Eulalie et Raoul, peut-être plus frileux, ont évoqué des « contraintes financières » pour justifier leur apport minimal. 15k euros chacun.
Pas grave, pensait Clodomir. Le temps que le projet se lance, ça s’équilibrera.
Aucun pacte d’associés n’a été signé. Aucun accord sur les rôles. Juste une confiance vague et des mails gentils.
Les mois passent.
Ils obtiennent petit à petit les autorisations nécessaires, les feux verts s’allument ; le secteur est enthousiaste
Le produit fonctionne. Le marché réagit bien.
Et c’est là que les ennuis commencent.
—
Eulalie et Raoul voient la boîte décoller. Ils comprennent que leur part (liée à leur apport dérisoire) ne reflètera jamais leur « valeur ».
Ils demandent une renégociation du capital.
Clodomir les regarde, un sourcil levé.
— « J’ai mis tout le risque sur la table.

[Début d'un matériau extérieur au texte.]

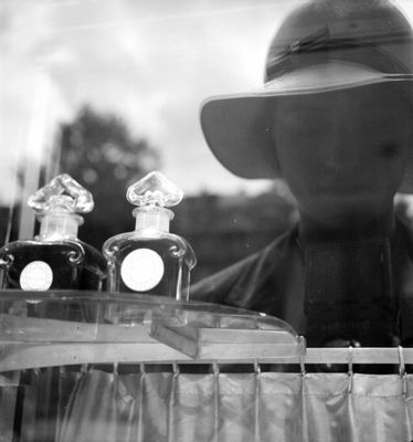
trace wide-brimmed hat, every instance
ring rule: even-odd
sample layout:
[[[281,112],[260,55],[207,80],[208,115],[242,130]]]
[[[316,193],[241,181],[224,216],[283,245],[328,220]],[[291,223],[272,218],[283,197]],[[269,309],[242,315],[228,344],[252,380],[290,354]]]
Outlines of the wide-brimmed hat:
[[[394,84],[410,97],[412,80],[412,27],[394,3],[313,0],[292,12],[275,34],[264,87],[205,99],[201,126],[226,169],[243,178],[277,178],[276,123],[269,119],[277,97],[378,84]],[[413,192],[413,149],[400,190]]]

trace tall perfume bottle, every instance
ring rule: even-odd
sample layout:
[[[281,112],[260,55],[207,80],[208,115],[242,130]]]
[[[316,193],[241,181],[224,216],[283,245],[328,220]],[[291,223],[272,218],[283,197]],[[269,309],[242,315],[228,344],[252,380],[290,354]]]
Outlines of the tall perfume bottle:
[[[59,175],[32,194],[40,232],[33,240],[11,242],[0,249],[3,288],[23,291],[100,291],[106,260],[77,238],[83,218],[94,202],[92,194],[66,173]]]
[[[173,212],[168,208],[182,200],[182,190],[153,171],[130,186],[126,198],[137,206],[136,225],[104,243],[108,290],[188,299],[195,254],[183,238],[169,233]]]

Et maintenant que ça marche, vous voulez du gâteau ? »
Le ton monte. Les non-dits s’installent. Clodomir découvre qu’il est majoritaire au capital, mais pas au pouvoir. Il n’a jamais été nommé dirigeant – ça ne se reflète pas sur le kbis et il n’a jamais vérifié cette partie-là.

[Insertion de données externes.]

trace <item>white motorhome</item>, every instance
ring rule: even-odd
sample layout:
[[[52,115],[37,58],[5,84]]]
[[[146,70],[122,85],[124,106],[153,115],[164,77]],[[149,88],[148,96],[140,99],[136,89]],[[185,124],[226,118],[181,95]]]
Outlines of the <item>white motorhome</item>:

Concrètement, il n’a pas de pouvoir sur la société pour la faire tourner au quotidien (signer un contrat, faire un virement, etc.).

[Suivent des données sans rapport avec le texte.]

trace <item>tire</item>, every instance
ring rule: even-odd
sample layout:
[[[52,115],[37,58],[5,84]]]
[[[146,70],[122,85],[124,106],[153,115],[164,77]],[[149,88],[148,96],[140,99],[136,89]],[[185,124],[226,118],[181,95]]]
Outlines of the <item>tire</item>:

Il commence à s’en vouloir de ne pas avoir fait les choses de manière carrée.
La situation s’enlise. Ils tentent une médiation. Puis une autre.
Rien ne tient.
Les égos prennent le dessus.
Ils s’engueulent beaucoup.
Clodomir est usé. Il propose une porte de sortie : « ok soit je vous rachète à un prix raisonnable, soit vous me rachetez mes parts au même prix ».
Il propose un peu plus que la valeur nominale.
Eulalie et Raoul refusent. Ils veulent une réévaluation, un recalcul, une « justice » et font également une proposition de rachat mais à un prix moindre (?).
Clodomir refuse de céder au prix proposé. Il se considère comme un investisseur : son risque doit être valorisé.
Les deux autres campent sur leur ligne : ils ont bossé, même sans cash, ils méritent leur part.
—
S’en suivent des mois de tensions, de mails d’ultimatum, de réunions glaciales et de WhatsApp laissés en « vu ».
Personne n’avance. Personne ne recule.
Pendant ce temps, la société perd du souffle. Le SaaS prometteur reste figé. Les clients hésitent. Le cash diminue.
Jusqu’à la fin.
La liquidation judiciaire est prononcée.
La société a été rachetée au nominal.
Par qui ?
L’un des associés, on vous laisse imaginer lequel. Disons juste qu’il y a parfois une ironie délicieuse dans le droit des affaires.
2. Le temps technique : connaissez-vous la clause shot gun ?
Ce que Clodomir a proposé à Eulalie et Raoul aurait pu être contractualisé de façon très efficace dans un pacte d’associés via la clause américaine dite de « buy or sell » ou « shot gun » (en français : achète ou vend ou encore l’offre alternative).
C’est une clause qui permet à un associé, en cas de désaccord grave entrainant un blocage :
- de proposer à l’autre de racheter ses parts à un prix déterminé,
- et si l’autre refuse, de l’obliger à lui céder ses propres parts au même prix.
C’est une manière radicale de résoudre une paralysie en imposant une sortie à l’un des associés.
Attention, nous ne vous disons pas qu’elle est systématiquement insérée dans les pactes d’associés mais que c’est UN mécanisme qui peut être prévu.
D’autant plus que ce mécanisme a fait couler beaucoup d’encre et la doctrine juridique s’est questionnée sur sa validité.
Nous profitons de cette Douille pour vous souffler que la Cour de cassation a très récemment sécurisé ce mécanisme dans un arrêt du 12 février 2025 (n° 23-16.290, FS-B)
L’enjeu était de savoir si, dans ce type de clause, le prix fixé dans l’offre d’un associé pouvait être considéré comme « déterminable » au sens de l’article 1591 du Code civil, ou si au contraire il dépendait de la seule volonté d’une partie (ce qui rendrait la clause nulle).
En clair : le prix fixé par l’associé initiateur est-il suffisamment objectif pour rendre la vente parfaite ?
La Cour de cassation juge que le prix fixé par la clause « buy or sell » est déterminable car il s’impose de façon symétrique aux deux associés. La clause constitue un engagement équilibré et, une fois la procédure respectée, la vente est parfaite sans qu’un nouvel accord soit nécessaire.
Le mécanisme a donc été sécurisé pour les pactes d’associés.